L’Homme au Turban de la National Gallery est signé, et porte la devise du maître avec une inscription latine mentionnant la date de l’achèvement : 21 octobre 1433. Quel est ce sexagénaire coiffé d’un chaperon rouge qui s’enroule comme un turban avec une désinvolture singulièrement aristocratique et juvénile ? Est–ce quelque seigneur diplomate ainsi que sembleraient l’indiquer sa bouche hermétiquement close et ses lèvres volontaires ? Est-ce quelque riche marchand brugeois comme on l’a supposé en considérant la sûreté de son regard et le calme de sa physionomie ? On ne sait.[2] Au-dessus d’un col de fourrure la tête émerge, franchement éclairée, et c’est merveille de voir comment se détaillent les chairs, combien reste sûr et ferme le modelé des parties ombrées ; voyez la joue gauche depuis le rehaut doux à la commissure des lèvres jusqu’aux lumières distribuées autour de l’arcade sourcilière et diversifiée par les creux, plis et rides. Toute l’époque bourguignonne revit dans le personnage ; tout le génie de Jean Van Eyck est dans ce portrait.
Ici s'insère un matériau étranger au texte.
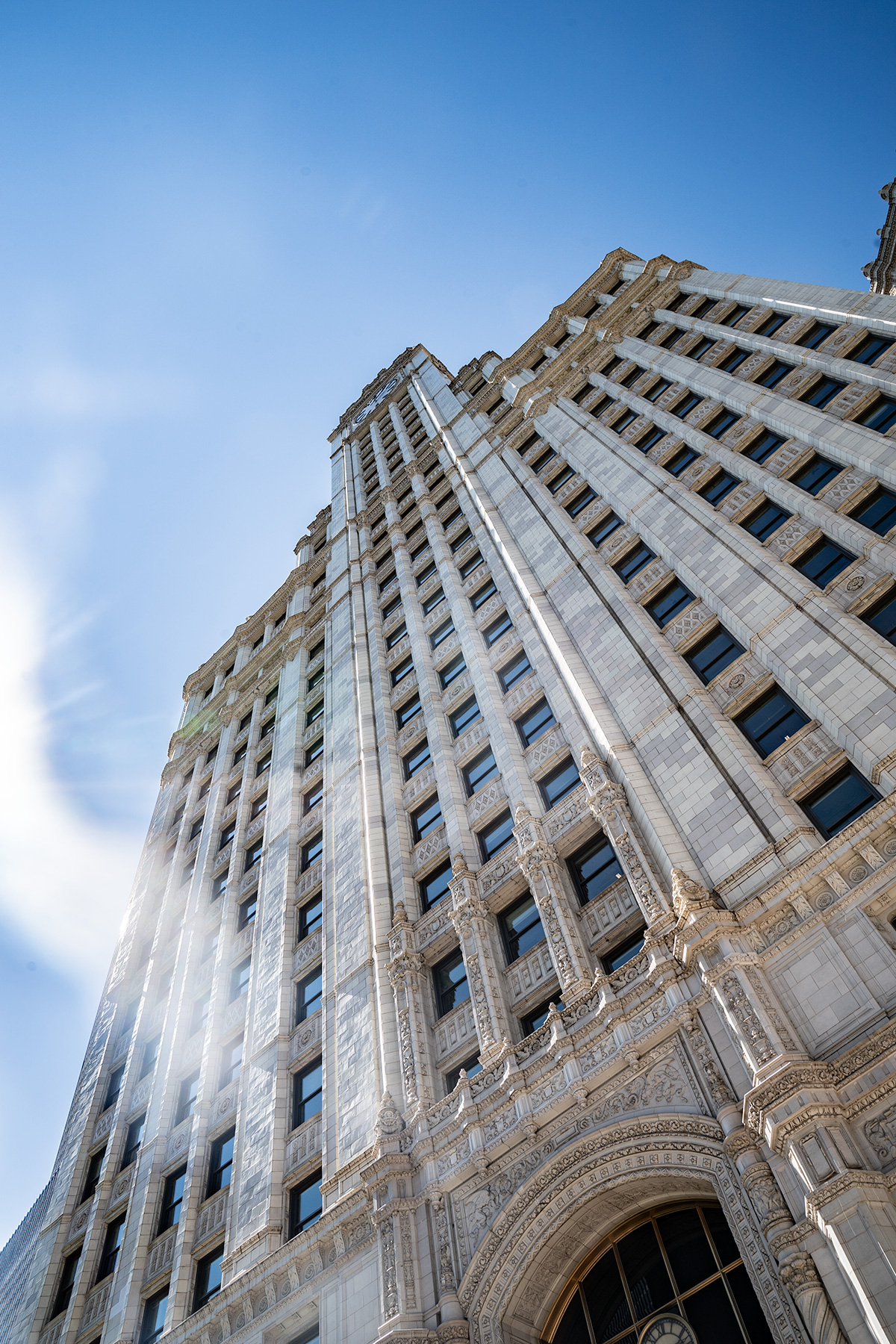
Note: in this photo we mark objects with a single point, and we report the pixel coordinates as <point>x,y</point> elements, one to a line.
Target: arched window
<point>677,1260</point>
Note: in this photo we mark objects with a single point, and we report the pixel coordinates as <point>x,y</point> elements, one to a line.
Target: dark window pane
<point>771,721</point>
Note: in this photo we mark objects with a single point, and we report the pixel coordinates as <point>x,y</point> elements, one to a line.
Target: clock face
<point>668,1328</point>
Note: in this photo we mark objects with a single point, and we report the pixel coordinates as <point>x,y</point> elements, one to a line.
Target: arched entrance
<point>672,1261</point>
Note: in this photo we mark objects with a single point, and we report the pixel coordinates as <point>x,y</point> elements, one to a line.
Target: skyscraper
<point>512,952</point>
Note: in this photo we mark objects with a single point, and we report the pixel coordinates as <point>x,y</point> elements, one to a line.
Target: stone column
<point>612,812</point>
<point>477,933</point>
<point>541,868</point>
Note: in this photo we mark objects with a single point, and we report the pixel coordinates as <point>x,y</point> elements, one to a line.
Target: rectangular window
<point>494,836</point>
<point>408,712</point>
<point>482,594</point>
<point>461,719</point>
<point>435,886</point>
<point>877,511</point>
<point>822,562</point>
<point>839,801</point>
<point>308,1093</point>
<point>770,721</point>
<point>430,603</point>
<point>535,724</point>
<point>308,996</point>
<point>231,1063</point>
<point>669,603</point>
<point>208,1277</point>
<point>134,1140</point>
<point>633,562</point>
<point>305,1204</point>
<point>311,915</point>
<point>172,1199</point>
<point>426,819</point>
<point>765,520</point>
<point>561,781</point>
<point>402,670</point>
<point>520,927</point>
<point>822,391</point>
<point>605,529</point>
<point>479,772</point>
<point>714,655</point>
<point>815,473</point>
<point>594,868</point>
<point>452,670</point>
<point>312,851</point>
<point>718,490</point>
<point>449,977</point>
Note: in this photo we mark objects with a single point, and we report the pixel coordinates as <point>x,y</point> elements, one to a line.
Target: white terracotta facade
<point>741,1058</point>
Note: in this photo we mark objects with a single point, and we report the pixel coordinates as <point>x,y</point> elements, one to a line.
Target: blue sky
<point>217,223</point>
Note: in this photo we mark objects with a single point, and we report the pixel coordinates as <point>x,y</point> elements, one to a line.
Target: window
<point>231,1062</point>
<point>514,671</point>
<point>240,977</point>
<point>153,1322</point>
<point>308,1093</point>
<point>633,562</point>
<point>669,603</point>
<point>311,915</point>
<point>435,886</point>
<point>822,562</point>
<point>623,952</point>
<point>312,851</point>
<point>482,594</point>
<point>92,1177</point>
<point>305,1204</point>
<point>246,912</point>
<point>714,655</point>
<point>441,633</point>
<point>520,927</point>
<point>822,391</point>
<point>770,721</point>
<point>470,1068</point>
<point>594,868</point>
<point>877,511</point>
<point>111,1248</point>
<point>308,996</point>
<point>114,1086</point>
<point>535,724</point>
<point>408,712</point>
<point>479,772</point>
<point>172,1198</point>
<point>765,520</point>
<point>721,485</point>
<point>208,1277</point>
<point>559,783</point>
<point>254,853</point>
<point>839,801</point>
<point>815,473</point>
<point>134,1140</point>
<point>680,460</point>
<point>605,529</point>
<point>761,448</point>
<point>430,603</point>
<point>815,335</point>
<point>496,835</point>
<point>426,818</point>
<point>66,1283</point>
<point>449,977</point>
<point>464,717</point>
<point>220,1162</point>
<point>402,670</point>
<point>452,670</point>
<point>494,632</point>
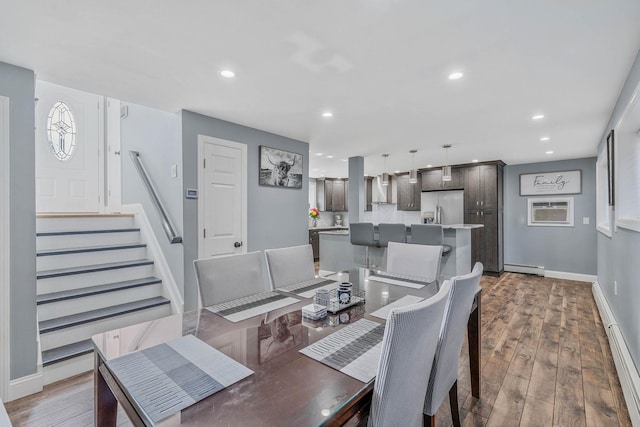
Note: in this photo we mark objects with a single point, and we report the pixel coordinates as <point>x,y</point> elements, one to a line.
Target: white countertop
<point>345,232</point>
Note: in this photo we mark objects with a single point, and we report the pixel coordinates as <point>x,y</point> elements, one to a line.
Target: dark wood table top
<point>287,387</point>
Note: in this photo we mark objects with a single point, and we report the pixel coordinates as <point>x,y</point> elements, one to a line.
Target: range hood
<point>381,194</point>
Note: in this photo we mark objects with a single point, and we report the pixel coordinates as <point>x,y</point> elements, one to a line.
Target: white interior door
<point>67,149</point>
<point>222,202</point>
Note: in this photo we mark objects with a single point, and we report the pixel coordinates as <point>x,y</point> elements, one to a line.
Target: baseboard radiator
<point>627,371</point>
<point>526,269</point>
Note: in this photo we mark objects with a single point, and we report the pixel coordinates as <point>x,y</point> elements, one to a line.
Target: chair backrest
<point>445,366</point>
<point>391,233</point>
<point>427,234</point>
<point>406,358</point>
<point>290,265</point>
<point>414,260</point>
<point>361,233</point>
<point>230,277</point>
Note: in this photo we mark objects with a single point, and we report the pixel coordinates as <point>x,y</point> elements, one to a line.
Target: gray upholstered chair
<point>429,234</point>
<point>361,234</point>
<point>230,277</point>
<point>391,233</point>
<point>444,373</point>
<point>408,348</point>
<point>414,260</point>
<point>290,265</point>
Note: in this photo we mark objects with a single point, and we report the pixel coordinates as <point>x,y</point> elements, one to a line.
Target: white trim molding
<point>26,386</point>
<point>5,253</point>
<point>570,276</point>
<point>629,224</point>
<point>627,371</point>
<point>160,261</point>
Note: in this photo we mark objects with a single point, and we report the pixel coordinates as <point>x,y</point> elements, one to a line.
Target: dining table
<point>286,387</point>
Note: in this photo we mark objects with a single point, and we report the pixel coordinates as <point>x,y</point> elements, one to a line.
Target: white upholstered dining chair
<point>408,349</point>
<point>290,265</point>
<point>444,372</point>
<point>414,260</point>
<point>230,277</point>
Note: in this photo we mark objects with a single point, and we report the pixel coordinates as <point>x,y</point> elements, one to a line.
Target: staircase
<point>93,275</point>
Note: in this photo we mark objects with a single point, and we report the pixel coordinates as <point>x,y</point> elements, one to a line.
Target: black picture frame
<point>280,168</point>
<point>611,167</point>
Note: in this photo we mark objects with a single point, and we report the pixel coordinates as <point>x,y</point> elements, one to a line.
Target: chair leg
<point>428,420</point>
<point>366,256</point>
<point>453,402</point>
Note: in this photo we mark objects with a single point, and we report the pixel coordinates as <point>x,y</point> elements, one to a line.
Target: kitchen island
<point>337,253</point>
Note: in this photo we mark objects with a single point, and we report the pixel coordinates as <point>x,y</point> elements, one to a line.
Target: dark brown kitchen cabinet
<point>483,187</point>
<point>432,180</point>
<point>332,195</point>
<point>408,194</point>
<point>314,241</point>
<point>368,191</point>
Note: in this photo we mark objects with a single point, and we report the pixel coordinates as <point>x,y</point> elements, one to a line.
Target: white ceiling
<point>380,66</point>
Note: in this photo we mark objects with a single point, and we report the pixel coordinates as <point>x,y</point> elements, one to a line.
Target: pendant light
<point>413,173</point>
<point>446,170</point>
<point>385,175</point>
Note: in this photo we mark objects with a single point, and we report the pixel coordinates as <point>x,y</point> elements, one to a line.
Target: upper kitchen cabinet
<point>483,186</point>
<point>432,180</point>
<point>368,191</point>
<point>408,194</point>
<point>332,194</point>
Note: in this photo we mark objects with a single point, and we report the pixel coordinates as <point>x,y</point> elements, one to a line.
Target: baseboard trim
<point>590,278</point>
<point>627,372</point>
<point>526,269</point>
<point>26,386</point>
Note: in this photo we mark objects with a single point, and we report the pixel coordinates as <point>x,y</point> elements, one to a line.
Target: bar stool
<point>361,234</point>
<point>429,234</point>
<point>391,233</point>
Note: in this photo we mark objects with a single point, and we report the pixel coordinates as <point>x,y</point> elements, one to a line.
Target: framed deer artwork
<point>279,168</point>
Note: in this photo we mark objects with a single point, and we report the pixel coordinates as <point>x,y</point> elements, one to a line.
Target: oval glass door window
<point>61,131</point>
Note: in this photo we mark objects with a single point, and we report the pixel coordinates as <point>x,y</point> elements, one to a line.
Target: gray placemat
<point>353,350</point>
<point>169,377</point>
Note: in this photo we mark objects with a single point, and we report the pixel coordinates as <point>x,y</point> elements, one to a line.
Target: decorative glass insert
<point>61,131</point>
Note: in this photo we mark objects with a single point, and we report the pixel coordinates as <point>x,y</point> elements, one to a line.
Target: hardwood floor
<point>545,362</point>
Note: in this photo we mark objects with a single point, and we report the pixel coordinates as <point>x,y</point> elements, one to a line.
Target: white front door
<point>222,201</point>
<point>67,149</point>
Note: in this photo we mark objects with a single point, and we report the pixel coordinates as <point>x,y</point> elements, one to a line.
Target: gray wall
<point>567,249</point>
<point>277,217</point>
<point>18,84</point>
<point>618,255</point>
<point>157,136</point>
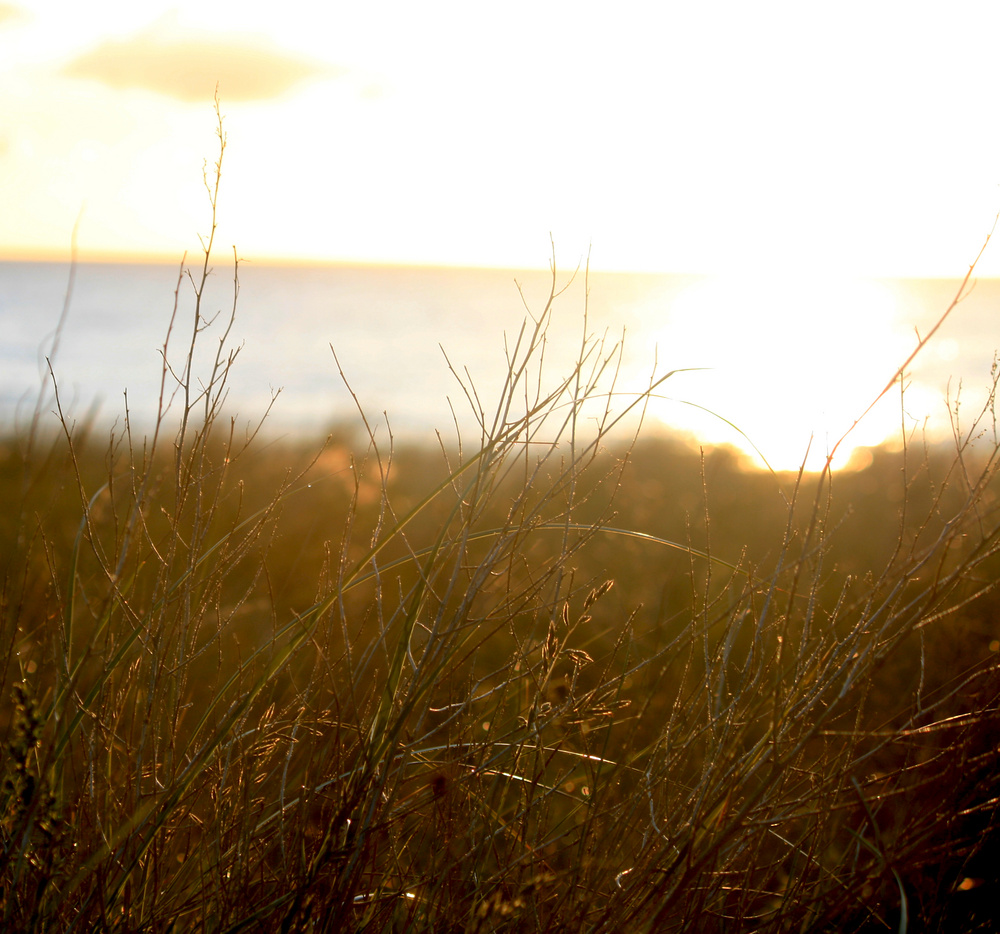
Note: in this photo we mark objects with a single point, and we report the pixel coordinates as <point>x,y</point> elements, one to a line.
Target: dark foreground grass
<point>559,677</point>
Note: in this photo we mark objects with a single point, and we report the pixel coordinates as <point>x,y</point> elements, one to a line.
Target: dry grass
<point>560,678</point>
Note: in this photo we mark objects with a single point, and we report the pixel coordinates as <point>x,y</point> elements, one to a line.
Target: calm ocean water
<point>779,351</point>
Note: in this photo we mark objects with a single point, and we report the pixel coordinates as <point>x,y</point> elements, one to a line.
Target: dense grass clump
<point>561,677</point>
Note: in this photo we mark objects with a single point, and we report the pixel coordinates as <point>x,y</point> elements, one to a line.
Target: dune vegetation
<point>565,675</point>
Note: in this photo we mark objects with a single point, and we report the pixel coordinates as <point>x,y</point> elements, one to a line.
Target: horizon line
<point>138,258</point>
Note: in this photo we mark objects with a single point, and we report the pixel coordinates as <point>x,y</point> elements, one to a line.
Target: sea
<point>771,364</point>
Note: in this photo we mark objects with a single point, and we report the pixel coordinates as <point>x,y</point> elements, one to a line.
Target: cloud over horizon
<point>188,69</point>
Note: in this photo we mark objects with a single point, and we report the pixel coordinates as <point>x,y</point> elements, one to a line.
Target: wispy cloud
<point>189,69</point>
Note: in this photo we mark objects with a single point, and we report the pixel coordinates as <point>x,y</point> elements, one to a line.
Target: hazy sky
<point>860,138</point>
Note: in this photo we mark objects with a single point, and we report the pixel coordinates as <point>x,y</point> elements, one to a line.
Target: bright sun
<point>793,363</point>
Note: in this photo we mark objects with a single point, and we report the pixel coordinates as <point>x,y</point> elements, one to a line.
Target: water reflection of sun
<point>793,363</point>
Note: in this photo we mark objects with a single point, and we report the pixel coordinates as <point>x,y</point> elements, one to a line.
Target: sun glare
<point>791,363</point>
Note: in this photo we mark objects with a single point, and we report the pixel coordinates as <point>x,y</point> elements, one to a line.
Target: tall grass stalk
<point>504,697</point>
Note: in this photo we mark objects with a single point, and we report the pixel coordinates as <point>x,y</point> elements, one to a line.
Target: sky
<point>791,151</point>
<point>862,138</point>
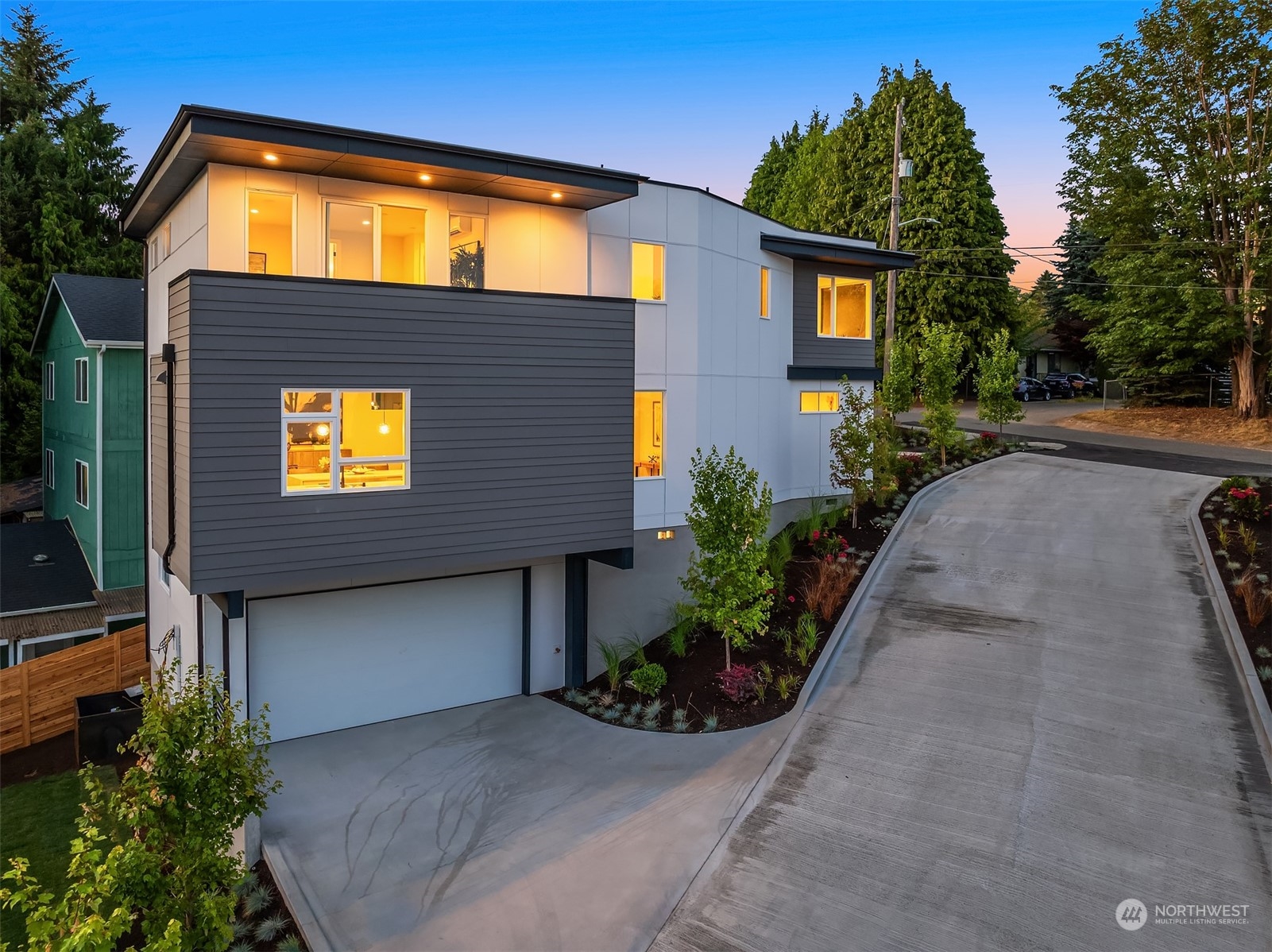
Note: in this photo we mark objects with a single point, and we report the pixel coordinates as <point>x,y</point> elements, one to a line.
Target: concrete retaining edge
<point>1261,715</point>
<point>835,647</point>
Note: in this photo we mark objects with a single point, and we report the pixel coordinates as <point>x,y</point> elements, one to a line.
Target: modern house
<point>420,415</point>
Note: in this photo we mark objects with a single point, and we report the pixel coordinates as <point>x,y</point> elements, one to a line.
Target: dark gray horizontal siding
<point>520,428</point>
<point>810,350</point>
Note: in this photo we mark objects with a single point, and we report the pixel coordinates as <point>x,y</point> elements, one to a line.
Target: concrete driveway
<point>1034,719</point>
<point>514,824</point>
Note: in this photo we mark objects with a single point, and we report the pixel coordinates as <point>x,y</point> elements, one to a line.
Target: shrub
<point>649,679</point>
<point>827,586</point>
<point>738,683</point>
<point>726,577</point>
<point>1246,503</point>
<point>1257,600</point>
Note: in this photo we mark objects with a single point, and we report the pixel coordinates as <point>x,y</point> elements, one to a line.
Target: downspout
<point>169,358</point>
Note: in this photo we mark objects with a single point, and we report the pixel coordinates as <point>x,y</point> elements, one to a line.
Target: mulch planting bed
<point>694,683</point>
<point>1239,532</point>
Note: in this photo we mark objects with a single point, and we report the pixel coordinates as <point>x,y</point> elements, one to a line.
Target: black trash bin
<point>103,722</point>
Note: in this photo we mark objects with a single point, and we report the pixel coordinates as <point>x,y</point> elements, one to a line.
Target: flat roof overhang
<point>835,253</point>
<point>201,135</point>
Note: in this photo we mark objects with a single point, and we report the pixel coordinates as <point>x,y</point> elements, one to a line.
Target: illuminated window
<point>402,245</point>
<point>345,440</point>
<point>80,380</point>
<point>819,402</point>
<point>351,241</point>
<point>269,233</point>
<point>844,307</point>
<point>648,271</point>
<point>467,251</point>
<point>82,482</point>
<point>648,444</point>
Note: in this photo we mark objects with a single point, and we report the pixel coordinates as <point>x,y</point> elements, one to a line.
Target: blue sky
<point>682,92</point>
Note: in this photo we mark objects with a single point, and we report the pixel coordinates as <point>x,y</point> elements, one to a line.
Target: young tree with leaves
<point>1170,168</point>
<point>940,354</point>
<point>726,579</point>
<point>996,383</point>
<point>63,180</point>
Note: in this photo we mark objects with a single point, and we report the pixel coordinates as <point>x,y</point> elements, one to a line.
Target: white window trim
<point>332,419</point>
<point>80,364</point>
<point>832,335</point>
<point>247,224</point>
<point>649,300</point>
<point>88,479</point>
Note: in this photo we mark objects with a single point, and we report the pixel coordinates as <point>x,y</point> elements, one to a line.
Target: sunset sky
<point>688,93</point>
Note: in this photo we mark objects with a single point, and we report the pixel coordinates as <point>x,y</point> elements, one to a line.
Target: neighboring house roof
<point>22,495</point>
<point>61,579</point>
<point>106,311</point>
<point>201,134</point>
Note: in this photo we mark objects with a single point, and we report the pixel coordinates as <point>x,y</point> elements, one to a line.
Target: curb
<point>1261,715</point>
<point>302,910</point>
<point>835,645</point>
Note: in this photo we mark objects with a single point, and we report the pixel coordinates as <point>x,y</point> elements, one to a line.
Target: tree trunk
<point>1249,381</point>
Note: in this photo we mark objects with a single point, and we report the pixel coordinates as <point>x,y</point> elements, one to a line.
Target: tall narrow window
<point>345,440</point>
<point>648,271</point>
<point>80,380</point>
<point>402,245</point>
<point>844,307</point>
<point>270,242</point>
<point>467,251</point>
<point>82,482</point>
<point>648,444</point>
<point>350,241</point>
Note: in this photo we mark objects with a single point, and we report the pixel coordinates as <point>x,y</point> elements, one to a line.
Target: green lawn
<point>38,822</point>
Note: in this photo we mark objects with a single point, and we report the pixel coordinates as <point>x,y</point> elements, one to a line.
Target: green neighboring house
<point>89,342</point>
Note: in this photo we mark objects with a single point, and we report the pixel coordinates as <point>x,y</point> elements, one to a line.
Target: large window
<point>82,482</point>
<point>80,380</point>
<point>648,261</point>
<point>345,440</point>
<point>467,251</point>
<point>819,401</point>
<point>648,444</point>
<point>844,307</point>
<point>270,236</point>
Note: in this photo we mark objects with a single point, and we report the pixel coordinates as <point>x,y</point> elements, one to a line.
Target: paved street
<point>1034,718</point>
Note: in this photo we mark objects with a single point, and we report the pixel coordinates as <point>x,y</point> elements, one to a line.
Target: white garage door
<point>338,660</point>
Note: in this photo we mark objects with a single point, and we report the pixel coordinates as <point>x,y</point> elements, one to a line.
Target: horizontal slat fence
<point>37,698</point>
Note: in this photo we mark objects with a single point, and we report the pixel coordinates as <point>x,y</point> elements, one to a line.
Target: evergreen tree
<point>1170,164</point>
<point>838,181</point>
<point>63,180</point>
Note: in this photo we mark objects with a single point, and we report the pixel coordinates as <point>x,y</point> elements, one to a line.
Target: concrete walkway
<point>510,825</point>
<point>1034,719</point>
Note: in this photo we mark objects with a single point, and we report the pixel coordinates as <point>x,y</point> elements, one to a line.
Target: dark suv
<point>1058,385</point>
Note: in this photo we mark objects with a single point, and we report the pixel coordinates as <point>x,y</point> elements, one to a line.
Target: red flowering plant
<point>1246,503</point>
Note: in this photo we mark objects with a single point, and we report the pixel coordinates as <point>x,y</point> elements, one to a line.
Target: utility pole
<point>893,234</point>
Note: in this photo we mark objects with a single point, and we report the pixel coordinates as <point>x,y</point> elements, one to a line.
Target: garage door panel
<point>336,660</point>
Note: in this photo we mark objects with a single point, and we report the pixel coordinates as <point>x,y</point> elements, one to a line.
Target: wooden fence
<point>37,698</point>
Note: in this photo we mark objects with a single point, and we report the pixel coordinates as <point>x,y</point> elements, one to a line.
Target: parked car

Le maître n’attendra pas longtemps pour se surpasser. En 1434 il peignit le célèbre Arnoulfini et sa femme, (National Gallery). Au commencernent du XVIe siècle l’œuvre se trouvait en possession d’un conseiller de Maximilien et de l’archiduc Charles, don Diego Guevara. Elle passa ensuite dans la collection de Marguerite d’Autriche gouvernante des Pays-Bas et on en trouve mention dans l’inventaire de cette princesse : « Ung grant » tableau qu’on appelle Hernoul le Fin avec sa femme dedens une chambre

  1. Au Cabinet des Estampes de Berlin se trouve un dessin représentant, semble-t-il, le même Timothée. L’œuvre est assez faible et quelque peu détériorée ; la main — seule partie décélant un maître — ne tient plus un rouleau mais une bague, ce qui indiquerait que le modèle est fiancé. Au dos de la feuille est inscrit le nom du poète Adolphe Hillarius en qui il faut voir le propriétaire de cette copie. Parmi les portraits non datés et qui se rapprochent comme caractère et comme style du Timothée de Londres on peut signaler un dessin des collections du Louvre.
  2. M. Durand-Gréville croit que nous sommes en présence du portrait de Jean Van Eyck lui-même et il rapproche l’Homme au Turban du portrait supposé de Jean dans l’Adoration de l’Agneau. Avec la meilleure volonté du monde nous n’arrivons pas à saisir d’évidentes ressemblances entre le jeune homme de Gand et le vieillard de Londres. Cf. les Arts Anciens de Flandre. 1er jan. 1905. Art. cit.